When I mentioned that having a government agency as a tenant could be a double edged sword it was because I had a deal where the one and only tenant was the Social Security administration. The lender is one the one who liked, and disliked, them as a tenant for the reasons I mentioned.

Granted, I think the risk of any such tenant defaulting, or breaking, a lease would be small, but I thought it was worth passing on.

Post: Existing Government Lease as colatteral for commercial mortgage?

Darryl DahlenPosted
  • Commercial Loan Officer
  • Southern Maine, ME
  • Posts 782
  • Votes 415

Office buildings are not exactly viewed as desirable properties right now given their poor performance and the glut of inventory in most markets.

That being said, if the financials are historically stable, and strong, you can obtain financing on an office building through conventional means (banks).

A lender will look at who the tenant(s) are, they type of lease in place (N,NN, NNN), and the remaining time on that lease. They will also look at the lease itself in order to see what the exit/default clauses are along with any provisions for renewals/extensions.

A lender will also look at who the tenant is. Obviously, a name brand anchor is much more desirable than a start up company. To that end, having a tenant that is the government is a plus AND a minus.

The plus is that the lender can safely count on the rent being paid each month. The minus is that if the government wants to break the lease due to budget cuts, re-alignment, etc., it can, and will, and there isn't much anyone can do about it.

To answer your question, the lease cannot be monetized. It is a contract between landlord and tenant for a rented space that is already collateralized by the 1st position senior debt lender.

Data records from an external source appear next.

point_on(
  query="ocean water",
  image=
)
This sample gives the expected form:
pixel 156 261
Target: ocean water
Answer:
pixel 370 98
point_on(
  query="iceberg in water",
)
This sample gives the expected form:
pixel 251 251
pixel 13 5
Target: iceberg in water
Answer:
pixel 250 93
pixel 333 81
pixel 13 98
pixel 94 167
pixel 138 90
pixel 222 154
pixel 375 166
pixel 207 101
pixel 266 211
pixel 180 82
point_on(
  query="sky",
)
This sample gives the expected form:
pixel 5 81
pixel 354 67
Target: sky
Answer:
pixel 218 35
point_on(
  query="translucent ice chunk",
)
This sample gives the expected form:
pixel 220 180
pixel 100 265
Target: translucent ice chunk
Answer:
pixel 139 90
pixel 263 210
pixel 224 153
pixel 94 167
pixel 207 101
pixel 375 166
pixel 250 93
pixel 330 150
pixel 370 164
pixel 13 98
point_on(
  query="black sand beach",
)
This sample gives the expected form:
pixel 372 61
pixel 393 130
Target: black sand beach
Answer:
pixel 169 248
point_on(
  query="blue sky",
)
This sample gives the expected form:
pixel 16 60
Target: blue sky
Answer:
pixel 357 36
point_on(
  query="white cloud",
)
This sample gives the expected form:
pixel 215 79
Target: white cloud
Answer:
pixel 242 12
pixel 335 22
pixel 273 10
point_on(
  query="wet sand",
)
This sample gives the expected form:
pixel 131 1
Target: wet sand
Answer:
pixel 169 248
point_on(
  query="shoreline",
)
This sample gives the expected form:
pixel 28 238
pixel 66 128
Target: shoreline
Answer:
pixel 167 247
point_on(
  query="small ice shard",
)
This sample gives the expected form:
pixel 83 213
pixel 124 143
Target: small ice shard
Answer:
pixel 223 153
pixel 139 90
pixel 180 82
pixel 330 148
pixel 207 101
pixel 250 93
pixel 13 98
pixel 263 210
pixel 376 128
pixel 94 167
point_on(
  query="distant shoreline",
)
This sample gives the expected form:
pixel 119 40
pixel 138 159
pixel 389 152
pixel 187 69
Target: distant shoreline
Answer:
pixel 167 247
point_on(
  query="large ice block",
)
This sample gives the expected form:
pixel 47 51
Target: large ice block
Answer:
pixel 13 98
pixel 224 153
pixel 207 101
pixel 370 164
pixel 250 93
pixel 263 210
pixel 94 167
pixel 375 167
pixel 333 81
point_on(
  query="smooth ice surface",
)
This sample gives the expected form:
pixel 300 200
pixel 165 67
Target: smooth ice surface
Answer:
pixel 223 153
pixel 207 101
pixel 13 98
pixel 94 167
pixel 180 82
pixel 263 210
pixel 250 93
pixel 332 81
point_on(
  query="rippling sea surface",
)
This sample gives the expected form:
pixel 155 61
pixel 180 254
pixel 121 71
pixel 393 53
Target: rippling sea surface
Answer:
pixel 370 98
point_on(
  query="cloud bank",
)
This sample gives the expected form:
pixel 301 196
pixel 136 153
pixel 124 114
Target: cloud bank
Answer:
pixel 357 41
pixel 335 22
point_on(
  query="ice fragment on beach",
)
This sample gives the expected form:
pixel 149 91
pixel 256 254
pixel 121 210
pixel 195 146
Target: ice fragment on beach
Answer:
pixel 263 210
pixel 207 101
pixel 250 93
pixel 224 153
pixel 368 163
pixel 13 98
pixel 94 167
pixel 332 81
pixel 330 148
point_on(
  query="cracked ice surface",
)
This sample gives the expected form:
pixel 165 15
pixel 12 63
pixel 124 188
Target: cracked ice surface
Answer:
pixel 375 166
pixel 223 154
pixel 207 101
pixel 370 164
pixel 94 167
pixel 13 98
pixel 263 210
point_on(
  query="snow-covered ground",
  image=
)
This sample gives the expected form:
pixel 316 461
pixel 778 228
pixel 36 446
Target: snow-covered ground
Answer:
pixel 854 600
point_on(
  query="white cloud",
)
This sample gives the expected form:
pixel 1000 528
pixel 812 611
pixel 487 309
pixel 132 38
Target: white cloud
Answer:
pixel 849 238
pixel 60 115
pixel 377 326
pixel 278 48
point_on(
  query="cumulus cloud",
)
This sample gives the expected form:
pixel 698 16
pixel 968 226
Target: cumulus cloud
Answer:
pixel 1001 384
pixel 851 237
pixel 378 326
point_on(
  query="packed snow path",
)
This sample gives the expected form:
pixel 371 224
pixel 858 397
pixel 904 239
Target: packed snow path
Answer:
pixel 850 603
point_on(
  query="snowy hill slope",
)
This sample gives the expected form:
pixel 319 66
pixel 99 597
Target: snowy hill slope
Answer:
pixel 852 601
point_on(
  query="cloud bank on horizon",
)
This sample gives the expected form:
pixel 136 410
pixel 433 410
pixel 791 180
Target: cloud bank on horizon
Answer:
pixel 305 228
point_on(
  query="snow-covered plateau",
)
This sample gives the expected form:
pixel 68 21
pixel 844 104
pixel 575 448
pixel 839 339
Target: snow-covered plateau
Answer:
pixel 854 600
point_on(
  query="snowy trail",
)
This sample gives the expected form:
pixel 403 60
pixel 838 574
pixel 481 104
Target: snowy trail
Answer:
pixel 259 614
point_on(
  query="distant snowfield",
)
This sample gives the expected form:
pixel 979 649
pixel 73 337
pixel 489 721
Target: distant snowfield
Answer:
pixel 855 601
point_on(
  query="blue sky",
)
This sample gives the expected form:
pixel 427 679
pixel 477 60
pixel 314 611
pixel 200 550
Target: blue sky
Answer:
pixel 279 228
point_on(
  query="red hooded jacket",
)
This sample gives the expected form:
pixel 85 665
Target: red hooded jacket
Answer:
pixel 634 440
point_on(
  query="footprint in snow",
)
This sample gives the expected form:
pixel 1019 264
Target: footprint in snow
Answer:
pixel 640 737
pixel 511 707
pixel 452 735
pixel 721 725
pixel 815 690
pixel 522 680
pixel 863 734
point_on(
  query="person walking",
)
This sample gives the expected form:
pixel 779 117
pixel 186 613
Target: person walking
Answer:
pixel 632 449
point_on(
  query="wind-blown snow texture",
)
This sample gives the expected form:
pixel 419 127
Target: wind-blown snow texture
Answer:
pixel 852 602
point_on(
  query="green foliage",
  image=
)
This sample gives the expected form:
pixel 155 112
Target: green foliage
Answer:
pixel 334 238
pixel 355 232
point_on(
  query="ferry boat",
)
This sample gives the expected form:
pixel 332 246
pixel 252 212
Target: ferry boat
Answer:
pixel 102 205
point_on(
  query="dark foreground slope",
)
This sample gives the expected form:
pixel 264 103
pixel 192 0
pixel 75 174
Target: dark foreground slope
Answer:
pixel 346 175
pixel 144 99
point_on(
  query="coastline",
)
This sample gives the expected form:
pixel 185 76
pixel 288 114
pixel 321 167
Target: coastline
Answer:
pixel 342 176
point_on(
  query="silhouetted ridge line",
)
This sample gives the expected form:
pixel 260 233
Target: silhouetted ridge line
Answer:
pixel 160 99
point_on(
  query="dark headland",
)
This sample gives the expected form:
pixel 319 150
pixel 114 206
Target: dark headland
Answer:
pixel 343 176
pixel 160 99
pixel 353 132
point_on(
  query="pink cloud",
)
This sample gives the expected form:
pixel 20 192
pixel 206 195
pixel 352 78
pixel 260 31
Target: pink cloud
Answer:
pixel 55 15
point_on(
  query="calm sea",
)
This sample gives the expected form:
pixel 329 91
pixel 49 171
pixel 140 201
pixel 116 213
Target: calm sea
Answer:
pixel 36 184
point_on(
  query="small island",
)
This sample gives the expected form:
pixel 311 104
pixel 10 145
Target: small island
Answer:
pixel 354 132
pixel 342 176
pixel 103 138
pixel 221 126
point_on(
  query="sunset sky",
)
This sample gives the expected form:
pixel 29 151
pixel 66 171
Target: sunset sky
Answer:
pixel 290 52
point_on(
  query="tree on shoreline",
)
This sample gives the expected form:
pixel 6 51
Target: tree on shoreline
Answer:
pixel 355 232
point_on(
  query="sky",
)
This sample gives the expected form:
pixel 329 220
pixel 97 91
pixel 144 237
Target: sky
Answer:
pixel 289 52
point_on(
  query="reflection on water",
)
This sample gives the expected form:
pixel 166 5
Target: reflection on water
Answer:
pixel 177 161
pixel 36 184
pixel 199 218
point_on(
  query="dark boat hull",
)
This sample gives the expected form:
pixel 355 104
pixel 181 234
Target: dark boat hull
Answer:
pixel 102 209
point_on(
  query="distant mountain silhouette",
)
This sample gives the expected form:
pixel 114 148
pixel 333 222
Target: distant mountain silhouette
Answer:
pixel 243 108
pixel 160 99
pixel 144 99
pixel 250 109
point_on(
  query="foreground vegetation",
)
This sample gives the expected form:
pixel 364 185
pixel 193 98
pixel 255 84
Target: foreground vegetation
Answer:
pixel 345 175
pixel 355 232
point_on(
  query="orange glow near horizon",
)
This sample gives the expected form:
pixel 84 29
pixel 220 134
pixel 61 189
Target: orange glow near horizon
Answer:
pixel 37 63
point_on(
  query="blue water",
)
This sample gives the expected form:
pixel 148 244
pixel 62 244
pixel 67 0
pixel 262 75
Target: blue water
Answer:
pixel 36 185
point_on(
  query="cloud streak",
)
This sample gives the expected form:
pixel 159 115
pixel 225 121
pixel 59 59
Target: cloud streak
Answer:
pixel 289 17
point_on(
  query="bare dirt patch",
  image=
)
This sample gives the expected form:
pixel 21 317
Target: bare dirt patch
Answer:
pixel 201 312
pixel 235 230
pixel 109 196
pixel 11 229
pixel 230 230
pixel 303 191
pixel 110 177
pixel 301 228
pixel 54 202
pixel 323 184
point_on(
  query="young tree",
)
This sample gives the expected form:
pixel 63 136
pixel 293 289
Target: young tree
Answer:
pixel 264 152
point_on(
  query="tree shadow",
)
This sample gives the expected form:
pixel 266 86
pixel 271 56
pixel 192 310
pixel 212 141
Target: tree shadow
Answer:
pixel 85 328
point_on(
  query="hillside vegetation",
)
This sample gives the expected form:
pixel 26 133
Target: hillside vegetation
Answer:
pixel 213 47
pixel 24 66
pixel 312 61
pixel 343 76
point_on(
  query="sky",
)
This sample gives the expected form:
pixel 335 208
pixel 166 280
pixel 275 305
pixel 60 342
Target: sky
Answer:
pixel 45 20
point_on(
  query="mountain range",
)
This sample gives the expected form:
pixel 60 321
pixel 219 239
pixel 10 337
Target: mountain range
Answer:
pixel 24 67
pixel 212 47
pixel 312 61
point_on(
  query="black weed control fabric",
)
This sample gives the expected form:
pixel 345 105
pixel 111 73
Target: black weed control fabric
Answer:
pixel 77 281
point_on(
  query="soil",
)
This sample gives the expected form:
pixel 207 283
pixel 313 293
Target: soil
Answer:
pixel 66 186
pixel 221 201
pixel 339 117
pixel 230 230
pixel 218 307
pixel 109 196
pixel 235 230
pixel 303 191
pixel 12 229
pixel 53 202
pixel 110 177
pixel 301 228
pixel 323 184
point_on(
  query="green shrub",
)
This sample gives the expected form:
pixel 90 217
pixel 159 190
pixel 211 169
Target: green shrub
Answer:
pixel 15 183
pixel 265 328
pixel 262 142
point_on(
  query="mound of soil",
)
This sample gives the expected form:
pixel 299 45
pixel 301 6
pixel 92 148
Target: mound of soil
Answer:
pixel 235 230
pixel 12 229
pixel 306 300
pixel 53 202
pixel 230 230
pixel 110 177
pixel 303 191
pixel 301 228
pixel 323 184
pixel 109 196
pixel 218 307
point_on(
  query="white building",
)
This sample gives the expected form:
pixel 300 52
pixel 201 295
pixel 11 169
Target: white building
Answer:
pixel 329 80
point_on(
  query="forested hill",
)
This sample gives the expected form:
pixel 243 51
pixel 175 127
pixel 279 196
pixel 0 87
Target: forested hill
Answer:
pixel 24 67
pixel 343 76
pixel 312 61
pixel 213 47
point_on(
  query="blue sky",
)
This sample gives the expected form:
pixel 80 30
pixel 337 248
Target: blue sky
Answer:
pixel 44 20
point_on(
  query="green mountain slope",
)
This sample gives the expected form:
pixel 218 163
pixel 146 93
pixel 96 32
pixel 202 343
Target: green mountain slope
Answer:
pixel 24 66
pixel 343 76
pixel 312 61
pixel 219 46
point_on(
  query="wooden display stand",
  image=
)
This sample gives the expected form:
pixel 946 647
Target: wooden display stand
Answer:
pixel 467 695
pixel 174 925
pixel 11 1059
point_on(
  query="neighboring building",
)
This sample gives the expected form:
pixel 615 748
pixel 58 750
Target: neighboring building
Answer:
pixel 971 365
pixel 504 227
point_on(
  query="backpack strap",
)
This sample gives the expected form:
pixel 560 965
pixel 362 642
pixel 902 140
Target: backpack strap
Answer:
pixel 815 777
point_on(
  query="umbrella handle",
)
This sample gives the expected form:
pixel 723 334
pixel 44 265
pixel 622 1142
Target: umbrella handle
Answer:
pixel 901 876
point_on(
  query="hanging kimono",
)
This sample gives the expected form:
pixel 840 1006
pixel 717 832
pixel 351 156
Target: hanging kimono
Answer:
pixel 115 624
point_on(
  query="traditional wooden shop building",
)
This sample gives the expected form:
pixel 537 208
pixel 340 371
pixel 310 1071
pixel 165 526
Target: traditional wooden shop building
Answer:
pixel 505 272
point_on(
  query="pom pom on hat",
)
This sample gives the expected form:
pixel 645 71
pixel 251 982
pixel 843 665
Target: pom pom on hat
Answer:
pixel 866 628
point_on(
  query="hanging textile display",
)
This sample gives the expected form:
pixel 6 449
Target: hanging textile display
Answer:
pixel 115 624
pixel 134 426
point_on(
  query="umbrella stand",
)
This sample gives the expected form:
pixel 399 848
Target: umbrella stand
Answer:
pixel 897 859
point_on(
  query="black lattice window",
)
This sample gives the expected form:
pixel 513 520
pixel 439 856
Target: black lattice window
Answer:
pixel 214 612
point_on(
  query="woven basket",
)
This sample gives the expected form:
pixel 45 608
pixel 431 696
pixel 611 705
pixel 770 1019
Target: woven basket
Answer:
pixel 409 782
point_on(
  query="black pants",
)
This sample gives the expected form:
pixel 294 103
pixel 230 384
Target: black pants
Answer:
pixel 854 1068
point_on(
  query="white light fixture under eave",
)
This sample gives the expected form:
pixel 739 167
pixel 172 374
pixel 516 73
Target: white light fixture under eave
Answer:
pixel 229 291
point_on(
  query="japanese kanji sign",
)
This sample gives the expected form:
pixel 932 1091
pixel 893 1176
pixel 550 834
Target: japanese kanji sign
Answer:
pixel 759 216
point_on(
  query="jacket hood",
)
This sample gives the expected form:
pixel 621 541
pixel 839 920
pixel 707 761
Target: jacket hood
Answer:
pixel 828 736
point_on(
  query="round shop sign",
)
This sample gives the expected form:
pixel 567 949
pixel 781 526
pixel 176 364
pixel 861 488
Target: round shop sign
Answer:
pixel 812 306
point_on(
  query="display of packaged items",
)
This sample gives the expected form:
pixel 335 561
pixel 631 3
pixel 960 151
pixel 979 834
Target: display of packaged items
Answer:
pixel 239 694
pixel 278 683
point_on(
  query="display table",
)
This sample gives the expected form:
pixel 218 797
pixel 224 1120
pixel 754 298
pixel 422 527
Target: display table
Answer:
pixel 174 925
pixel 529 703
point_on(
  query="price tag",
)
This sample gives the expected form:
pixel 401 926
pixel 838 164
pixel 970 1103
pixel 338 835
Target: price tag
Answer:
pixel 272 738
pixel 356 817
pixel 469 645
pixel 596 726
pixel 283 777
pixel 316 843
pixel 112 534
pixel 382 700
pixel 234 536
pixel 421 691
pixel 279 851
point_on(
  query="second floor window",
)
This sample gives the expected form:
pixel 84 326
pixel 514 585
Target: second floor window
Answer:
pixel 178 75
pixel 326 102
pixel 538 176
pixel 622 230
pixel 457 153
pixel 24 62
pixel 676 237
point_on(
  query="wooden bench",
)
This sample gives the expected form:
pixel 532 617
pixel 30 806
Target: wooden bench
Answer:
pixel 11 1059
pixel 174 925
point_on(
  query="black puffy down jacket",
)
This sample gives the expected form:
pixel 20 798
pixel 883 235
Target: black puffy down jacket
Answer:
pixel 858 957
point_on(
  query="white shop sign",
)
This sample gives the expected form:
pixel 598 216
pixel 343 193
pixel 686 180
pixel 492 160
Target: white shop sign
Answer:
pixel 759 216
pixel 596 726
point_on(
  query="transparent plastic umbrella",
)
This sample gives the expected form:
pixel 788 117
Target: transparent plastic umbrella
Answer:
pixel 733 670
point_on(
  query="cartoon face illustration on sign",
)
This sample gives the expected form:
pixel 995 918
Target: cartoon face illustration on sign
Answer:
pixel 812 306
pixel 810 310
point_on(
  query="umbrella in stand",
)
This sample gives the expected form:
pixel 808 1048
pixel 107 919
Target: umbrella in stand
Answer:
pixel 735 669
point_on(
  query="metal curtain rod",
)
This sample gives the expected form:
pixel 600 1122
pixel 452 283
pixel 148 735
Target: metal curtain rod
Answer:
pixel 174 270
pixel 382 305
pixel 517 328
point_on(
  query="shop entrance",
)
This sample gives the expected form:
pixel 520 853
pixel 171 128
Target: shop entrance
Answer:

Since you didn't offer much in the way of details, I'd hate to speculate what you could expect in terms of financing. Still, I think you'd be very lucky if you found a lender who would offer an LTV of 70-75%.

Post: Car Wash?

Darryl DahlenPosted
  • Commercial Loan Officer
  • Southern Maine, ME
  • Posts 782
  • Votes 415

From a financing perspective, these are best financed by SBA loans since car washes are special purpose properties. That means most lenders shy away from them or counter their uniqueness by offering lower LTVs (50-70%).